North American revenue rose 9.2 percent, overcoming a 2 percent decline in sales volumes, Dow said.
``The outlook in the U.S. is going to be problematic,'' as automotive and housing markets slow economic growth to about 1.5 percent in 2008, Liveris said in the interview. ``The first half is going to be really soft.''
Earnings declined in four of Dow's five units. Profit fell by more than half in the performance-plastics and performance- chemicals units, which were hurt by weakness in U.S. automotive and housing markets, HSBC's Ahmed said. Earnings fell 15 percent in the basic-plastics unit and rose 59 percent in basic chemicals, Dow said. The agriculture unit had a loss.
Joint Ventures
Earnings from joint ventures, including the Equate and MEGlobal ventures in Kuwait, jumped 21 percent to $294 million, Dow said. Last year, Dow announced ventures in Saudi Arabia, China, Libya and Brazil. Joint ventures contributed more than $1 billion to full-year earnings for the first time, Dow said.

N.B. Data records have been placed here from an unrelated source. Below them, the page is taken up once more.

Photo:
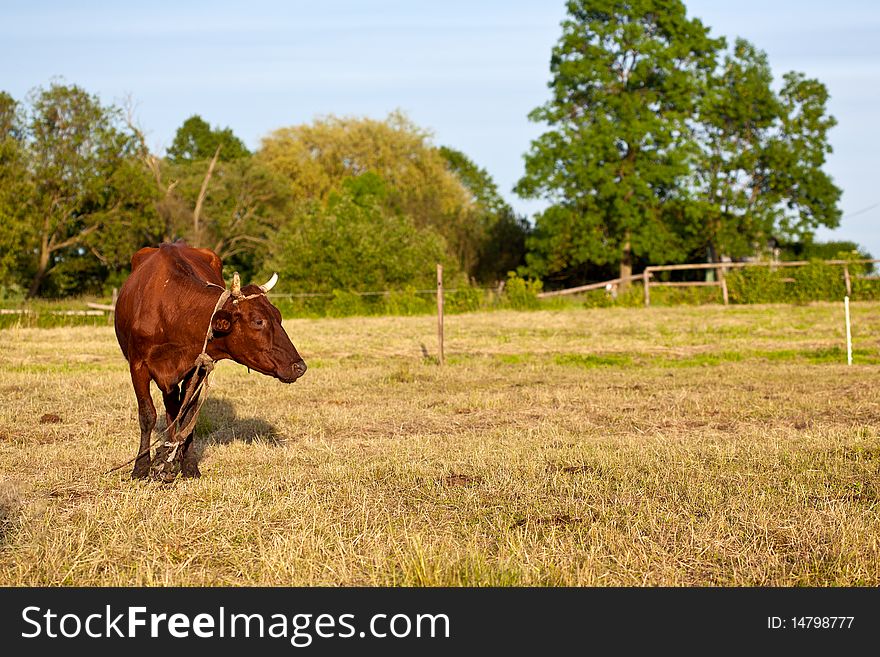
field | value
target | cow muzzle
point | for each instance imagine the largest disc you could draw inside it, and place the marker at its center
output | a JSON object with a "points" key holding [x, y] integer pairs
{"points": [[295, 371]]}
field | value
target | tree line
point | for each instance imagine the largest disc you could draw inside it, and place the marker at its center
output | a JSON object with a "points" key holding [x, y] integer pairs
{"points": [[661, 143]]}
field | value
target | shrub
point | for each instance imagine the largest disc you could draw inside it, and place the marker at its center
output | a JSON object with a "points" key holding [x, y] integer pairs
{"points": [[521, 293], [464, 299]]}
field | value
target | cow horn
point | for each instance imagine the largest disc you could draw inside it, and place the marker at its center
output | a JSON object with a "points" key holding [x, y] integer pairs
{"points": [[268, 285]]}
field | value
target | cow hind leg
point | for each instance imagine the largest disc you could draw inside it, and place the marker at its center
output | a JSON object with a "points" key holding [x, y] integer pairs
{"points": [[140, 378], [189, 453], [190, 460], [161, 468]]}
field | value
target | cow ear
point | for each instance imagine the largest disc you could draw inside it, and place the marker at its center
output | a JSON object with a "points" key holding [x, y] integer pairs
{"points": [[222, 322]]}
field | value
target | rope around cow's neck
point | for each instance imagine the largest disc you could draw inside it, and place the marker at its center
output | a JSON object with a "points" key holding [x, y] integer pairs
{"points": [[203, 361]]}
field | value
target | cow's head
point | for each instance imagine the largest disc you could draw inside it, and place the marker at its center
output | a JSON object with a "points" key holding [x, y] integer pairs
{"points": [[248, 329]]}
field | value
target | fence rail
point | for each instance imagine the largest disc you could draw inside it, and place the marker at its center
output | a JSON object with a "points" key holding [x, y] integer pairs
{"points": [[719, 267]]}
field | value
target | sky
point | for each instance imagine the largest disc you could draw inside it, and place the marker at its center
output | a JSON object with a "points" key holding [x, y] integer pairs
{"points": [[468, 71]]}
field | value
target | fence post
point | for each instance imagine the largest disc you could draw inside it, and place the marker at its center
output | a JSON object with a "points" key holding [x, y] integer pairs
{"points": [[723, 280], [440, 310], [848, 331]]}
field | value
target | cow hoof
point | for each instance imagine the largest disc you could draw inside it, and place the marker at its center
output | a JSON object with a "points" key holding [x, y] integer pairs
{"points": [[162, 470]]}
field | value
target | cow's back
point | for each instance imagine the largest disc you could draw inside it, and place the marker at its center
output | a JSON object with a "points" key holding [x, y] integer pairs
{"points": [[165, 291]]}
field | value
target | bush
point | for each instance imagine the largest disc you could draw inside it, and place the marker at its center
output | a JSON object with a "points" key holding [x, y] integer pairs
{"points": [[407, 302], [757, 285], [521, 293], [464, 300]]}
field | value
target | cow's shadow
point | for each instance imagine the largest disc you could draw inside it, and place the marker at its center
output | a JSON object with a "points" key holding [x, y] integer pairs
{"points": [[218, 424]]}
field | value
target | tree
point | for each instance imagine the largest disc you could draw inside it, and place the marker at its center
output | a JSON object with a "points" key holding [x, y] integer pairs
{"points": [[499, 233], [197, 140], [315, 159], [82, 186], [14, 187], [758, 174], [613, 164], [352, 241], [243, 206]]}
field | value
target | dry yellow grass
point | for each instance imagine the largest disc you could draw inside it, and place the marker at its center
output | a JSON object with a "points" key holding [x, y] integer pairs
{"points": [[663, 446]]}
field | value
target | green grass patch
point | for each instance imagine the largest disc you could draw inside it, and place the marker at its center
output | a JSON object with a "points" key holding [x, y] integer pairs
{"points": [[589, 361]]}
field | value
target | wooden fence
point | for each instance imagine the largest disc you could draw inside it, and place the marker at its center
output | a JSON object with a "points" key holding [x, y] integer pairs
{"points": [[720, 281]]}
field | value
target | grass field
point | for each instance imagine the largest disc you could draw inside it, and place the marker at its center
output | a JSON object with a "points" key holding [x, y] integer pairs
{"points": [[664, 446]]}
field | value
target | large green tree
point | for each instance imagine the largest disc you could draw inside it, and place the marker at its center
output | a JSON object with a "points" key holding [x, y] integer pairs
{"points": [[14, 188], [317, 158], [499, 234], [197, 140], [81, 195], [625, 78], [353, 241], [758, 168]]}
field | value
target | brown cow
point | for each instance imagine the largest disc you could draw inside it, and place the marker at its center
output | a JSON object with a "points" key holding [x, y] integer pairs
{"points": [[163, 315]]}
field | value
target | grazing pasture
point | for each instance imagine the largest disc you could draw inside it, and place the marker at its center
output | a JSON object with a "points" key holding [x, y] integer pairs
{"points": [[663, 446]]}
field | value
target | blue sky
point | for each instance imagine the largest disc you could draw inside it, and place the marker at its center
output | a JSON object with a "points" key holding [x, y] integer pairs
{"points": [[468, 71]]}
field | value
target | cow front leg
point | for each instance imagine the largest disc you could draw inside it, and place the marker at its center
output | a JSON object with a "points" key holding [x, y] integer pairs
{"points": [[140, 378]]}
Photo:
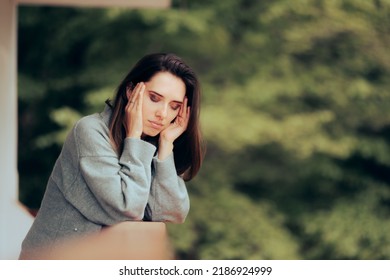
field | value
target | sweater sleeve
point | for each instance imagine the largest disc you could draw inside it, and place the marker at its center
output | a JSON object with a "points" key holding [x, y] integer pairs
{"points": [[109, 189], [168, 200]]}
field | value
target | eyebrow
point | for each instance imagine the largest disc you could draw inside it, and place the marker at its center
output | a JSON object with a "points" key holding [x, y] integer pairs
{"points": [[156, 93]]}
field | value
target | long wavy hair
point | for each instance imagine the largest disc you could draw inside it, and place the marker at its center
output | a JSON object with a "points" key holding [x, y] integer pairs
{"points": [[189, 149]]}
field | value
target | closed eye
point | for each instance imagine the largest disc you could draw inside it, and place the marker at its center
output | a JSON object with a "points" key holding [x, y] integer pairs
{"points": [[154, 97], [176, 106]]}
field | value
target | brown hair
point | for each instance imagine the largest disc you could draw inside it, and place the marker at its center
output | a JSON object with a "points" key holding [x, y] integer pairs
{"points": [[188, 148]]}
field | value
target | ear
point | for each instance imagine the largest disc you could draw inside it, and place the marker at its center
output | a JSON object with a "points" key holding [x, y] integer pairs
{"points": [[129, 89]]}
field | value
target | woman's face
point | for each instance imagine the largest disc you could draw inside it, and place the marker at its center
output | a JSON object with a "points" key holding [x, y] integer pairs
{"points": [[163, 97]]}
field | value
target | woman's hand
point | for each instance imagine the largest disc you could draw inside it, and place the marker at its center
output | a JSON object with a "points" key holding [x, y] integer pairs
{"points": [[174, 130], [133, 112]]}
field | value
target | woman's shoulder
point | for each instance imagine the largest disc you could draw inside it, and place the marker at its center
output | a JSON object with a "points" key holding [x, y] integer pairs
{"points": [[91, 129]]}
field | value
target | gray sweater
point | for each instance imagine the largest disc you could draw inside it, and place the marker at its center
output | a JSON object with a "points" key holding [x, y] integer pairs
{"points": [[91, 187]]}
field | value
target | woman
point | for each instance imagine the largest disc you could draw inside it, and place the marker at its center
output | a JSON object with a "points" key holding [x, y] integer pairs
{"points": [[128, 163]]}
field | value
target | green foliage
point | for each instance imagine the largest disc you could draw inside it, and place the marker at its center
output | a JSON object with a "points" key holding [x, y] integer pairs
{"points": [[294, 112]]}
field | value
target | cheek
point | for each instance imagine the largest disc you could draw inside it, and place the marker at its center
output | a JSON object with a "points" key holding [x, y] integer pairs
{"points": [[172, 116]]}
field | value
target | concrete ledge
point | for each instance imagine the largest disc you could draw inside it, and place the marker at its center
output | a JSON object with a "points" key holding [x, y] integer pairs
{"points": [[125, 241]]}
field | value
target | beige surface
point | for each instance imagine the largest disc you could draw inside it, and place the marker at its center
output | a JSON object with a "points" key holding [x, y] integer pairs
{"points": [[125, 241]]}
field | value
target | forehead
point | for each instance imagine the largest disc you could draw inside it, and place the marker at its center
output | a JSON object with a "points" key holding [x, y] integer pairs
{"points": [[168, 85]]}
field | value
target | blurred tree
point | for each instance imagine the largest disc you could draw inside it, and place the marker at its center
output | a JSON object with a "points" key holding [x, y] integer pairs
{"points": [[294, 112]]}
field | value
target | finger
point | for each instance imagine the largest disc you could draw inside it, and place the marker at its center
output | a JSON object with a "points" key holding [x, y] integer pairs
{"points": [[185, 108], [140, 94]]}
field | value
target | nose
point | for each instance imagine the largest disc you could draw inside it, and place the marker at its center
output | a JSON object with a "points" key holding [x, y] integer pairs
{"points": [[162, 111]]}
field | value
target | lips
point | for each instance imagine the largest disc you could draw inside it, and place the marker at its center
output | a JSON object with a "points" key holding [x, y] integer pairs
{"points": [[156, 125]]}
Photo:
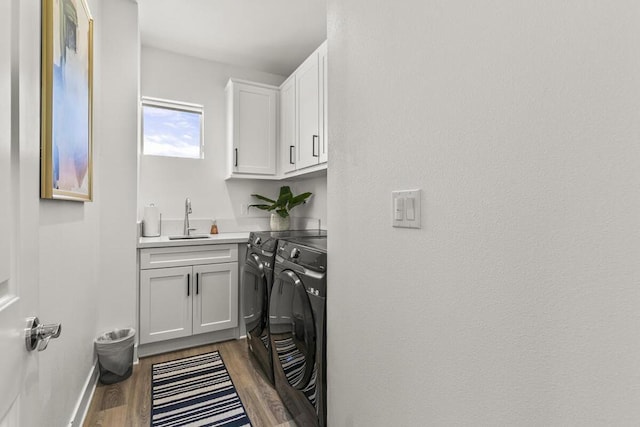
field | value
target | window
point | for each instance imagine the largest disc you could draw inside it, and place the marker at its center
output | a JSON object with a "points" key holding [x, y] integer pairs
{"points": [[172, 129]]}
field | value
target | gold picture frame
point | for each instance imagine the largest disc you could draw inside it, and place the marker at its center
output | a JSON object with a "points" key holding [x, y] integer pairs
{"points": [[66, 159]]}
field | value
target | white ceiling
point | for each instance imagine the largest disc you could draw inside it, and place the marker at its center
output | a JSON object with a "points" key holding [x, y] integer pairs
{"points": [[268, 35]]}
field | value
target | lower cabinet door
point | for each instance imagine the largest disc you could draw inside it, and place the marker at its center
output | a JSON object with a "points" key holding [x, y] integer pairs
{"points": [[165, 303], [215, 298]]}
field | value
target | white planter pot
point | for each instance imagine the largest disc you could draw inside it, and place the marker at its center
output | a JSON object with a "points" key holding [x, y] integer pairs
{"points": [[278, 223]]}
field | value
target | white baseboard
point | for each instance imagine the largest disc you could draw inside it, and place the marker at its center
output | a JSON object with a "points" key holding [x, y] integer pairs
{"points": [[82, 406]]}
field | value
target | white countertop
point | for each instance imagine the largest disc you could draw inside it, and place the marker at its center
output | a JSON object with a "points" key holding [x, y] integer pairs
{"points": [[213, 239]]}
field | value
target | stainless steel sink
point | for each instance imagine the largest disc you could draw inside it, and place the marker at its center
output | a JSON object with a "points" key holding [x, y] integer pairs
{"points": [[189, 237]]}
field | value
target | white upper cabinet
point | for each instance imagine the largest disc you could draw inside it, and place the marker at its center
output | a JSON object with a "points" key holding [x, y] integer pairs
{"points": [[308, 100], [324, 102], [303, 99], [276, 133], [251, 128], [288, 125]]}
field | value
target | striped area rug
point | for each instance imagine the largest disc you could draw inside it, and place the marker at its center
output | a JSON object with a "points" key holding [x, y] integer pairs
{"points": [[195, 391]]}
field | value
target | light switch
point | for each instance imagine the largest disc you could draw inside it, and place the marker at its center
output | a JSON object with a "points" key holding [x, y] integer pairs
{"points": [[398, 209], [406, 208], [410, 209]]}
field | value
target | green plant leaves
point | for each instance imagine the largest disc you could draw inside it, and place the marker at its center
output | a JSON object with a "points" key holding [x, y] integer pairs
{"points": [[285, 202]]}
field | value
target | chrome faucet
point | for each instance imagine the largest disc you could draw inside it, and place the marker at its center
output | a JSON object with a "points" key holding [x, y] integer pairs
{"points": [[187, 210]]}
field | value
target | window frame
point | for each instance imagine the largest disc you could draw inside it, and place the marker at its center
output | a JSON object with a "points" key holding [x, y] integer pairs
{"points": [[176, 106]]}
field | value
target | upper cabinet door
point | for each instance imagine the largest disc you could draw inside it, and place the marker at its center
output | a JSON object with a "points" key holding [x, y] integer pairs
{"points": [[252, 128], [324, 103], [308, 100], [288, 125]]}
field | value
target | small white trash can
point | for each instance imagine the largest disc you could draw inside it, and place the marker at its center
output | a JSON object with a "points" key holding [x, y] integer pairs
{"points": [[115, 355]]}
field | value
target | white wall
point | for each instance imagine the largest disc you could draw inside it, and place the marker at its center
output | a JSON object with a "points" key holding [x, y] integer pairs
{"points": [[166, 182], [76, 260], [117, 123], [517, 303]]}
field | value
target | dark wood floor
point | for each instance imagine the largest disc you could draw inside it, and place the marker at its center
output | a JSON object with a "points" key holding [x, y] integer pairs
{"points": [[128, 403]]}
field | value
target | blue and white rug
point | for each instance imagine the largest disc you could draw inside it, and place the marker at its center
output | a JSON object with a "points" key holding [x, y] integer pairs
{"points": [[195, 391]]}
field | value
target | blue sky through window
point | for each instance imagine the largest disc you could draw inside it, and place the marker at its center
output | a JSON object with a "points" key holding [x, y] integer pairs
{"points": [[170, 132]]}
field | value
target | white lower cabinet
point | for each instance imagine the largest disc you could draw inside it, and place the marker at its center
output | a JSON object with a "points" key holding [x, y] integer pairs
{"points": [[181, 301]]}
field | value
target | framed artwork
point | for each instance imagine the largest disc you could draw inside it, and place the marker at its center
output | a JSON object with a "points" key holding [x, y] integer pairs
{"points": [[67, 106]]}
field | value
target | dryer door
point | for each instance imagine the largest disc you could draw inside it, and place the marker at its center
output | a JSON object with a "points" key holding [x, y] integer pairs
{"points": [[293, 330], [255, 295]]}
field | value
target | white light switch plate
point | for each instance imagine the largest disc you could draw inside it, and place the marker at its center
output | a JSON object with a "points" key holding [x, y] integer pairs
{"points": [[405, 208]]}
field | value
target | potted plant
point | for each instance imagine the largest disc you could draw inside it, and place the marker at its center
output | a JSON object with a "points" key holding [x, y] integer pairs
{"points": [[280, 208]]}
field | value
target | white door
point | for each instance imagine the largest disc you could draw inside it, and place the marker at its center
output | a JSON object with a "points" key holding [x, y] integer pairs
{"points": [[13, 294]]}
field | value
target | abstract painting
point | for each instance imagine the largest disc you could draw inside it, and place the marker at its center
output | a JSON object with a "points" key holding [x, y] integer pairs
{"points": [[66, 96]]}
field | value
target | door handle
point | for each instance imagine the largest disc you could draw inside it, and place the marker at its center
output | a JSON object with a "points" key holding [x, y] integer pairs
{"points": [[37, 335]]}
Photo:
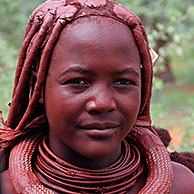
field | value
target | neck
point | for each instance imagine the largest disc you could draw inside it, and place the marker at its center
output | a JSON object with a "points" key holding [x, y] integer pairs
{"points": [[66, 153]]}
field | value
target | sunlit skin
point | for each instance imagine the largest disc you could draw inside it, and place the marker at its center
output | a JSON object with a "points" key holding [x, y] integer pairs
{"points": [[92, 92]]}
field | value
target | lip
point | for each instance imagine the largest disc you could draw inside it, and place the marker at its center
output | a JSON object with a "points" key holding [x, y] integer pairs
{"points": [[100, 130]]}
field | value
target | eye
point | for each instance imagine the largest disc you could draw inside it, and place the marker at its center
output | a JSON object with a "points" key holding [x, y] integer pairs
{"points": [[77, 81], [124, 82]]}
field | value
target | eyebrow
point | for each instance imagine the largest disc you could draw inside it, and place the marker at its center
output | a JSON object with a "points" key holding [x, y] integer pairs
{"points": [[86, 71], [75, 69], [128, 70]]}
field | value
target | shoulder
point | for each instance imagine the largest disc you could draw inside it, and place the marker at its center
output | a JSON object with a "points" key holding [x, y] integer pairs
{"points": [[5, 184], [183, 179]]}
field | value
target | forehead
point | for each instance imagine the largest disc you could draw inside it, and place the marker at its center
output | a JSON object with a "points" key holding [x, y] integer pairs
{"points": [[97, 37]]}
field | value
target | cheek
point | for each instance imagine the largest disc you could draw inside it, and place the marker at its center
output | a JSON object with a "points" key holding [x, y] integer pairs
{"points": [[130, 108]]}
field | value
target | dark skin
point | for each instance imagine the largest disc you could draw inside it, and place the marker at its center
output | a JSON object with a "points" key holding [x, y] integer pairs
{"points": [[91, 108]]}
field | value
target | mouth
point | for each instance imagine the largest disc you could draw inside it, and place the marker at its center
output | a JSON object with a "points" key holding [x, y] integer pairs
{"points": [[100, 130]]}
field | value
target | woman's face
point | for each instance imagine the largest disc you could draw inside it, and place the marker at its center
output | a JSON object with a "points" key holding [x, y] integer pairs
{"points": [[93, 88]]}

``That tells you that their strategy of setting up these low-cost joint ventures is working,'' Ahmed said.
Dow's raw-material and energy costs tripled to $24.6 billion last year from 2002. Liveris is trying to mitigate the effect of near-record crude-oil prices.
Dow last month agreed to sell 50 percent of its commodity- plastics unit to Kuwait's Petrochemical Industries Co. for $9.5 billion. The transaction gives Dow access to cheaper raw materials and cash to buy specialty-chemical assets.
Dow may spend as much as $20 billion on an acquisition this year or use the cash on smaller purchases and a share buyback, Liveris said in the interview. Dow is focusing its acquisition search on companies that serve rapidly growing markets, including human health, energy, infrastructure, transportation and electronics, he said.
`Default Strategy'
If the company can't make an acquisition that would add to earnings in two years, Dow's ``default strategy'' is to spend the Kuwait proceeds on a ``massive'' share repurchase program in 2008, Liveris said.
``This year we are going to have to cross the Rubicon, so to speak,'' Liveris said on the call. Dow has arrived ``at the most exciting era in the history of the company,'' he said.
Net income in 2007 declined 22 percent to $2.89 billion, or $2.99 a share, as sales climbed 8.9 percent to $53.5 billion, Dow said.
Sales from specialty products, such as insulation and water- treatment filters, will rise to two-thirds of Dow's total from half after the Kuwait transaction closes late in 2008, Liveris said last month. The Kuwaiti venture will include all of Dow's plants that make polyethylene, polypropylene and polycarbonate plastics, as well as intermediate chemicals known as amines.
Dow is the world's biggest producer of ethylene, the most- used building-block chemical, used in plastics and synthetic textiles. The company also is the largest maker of polyethylene and polystyrene plastics, as well as chlorine and caustic soda.
Dow, founded in 1897, makes 3,200 products ranging from synthetic latex to pesticides at more than 150 sites in 37 countries.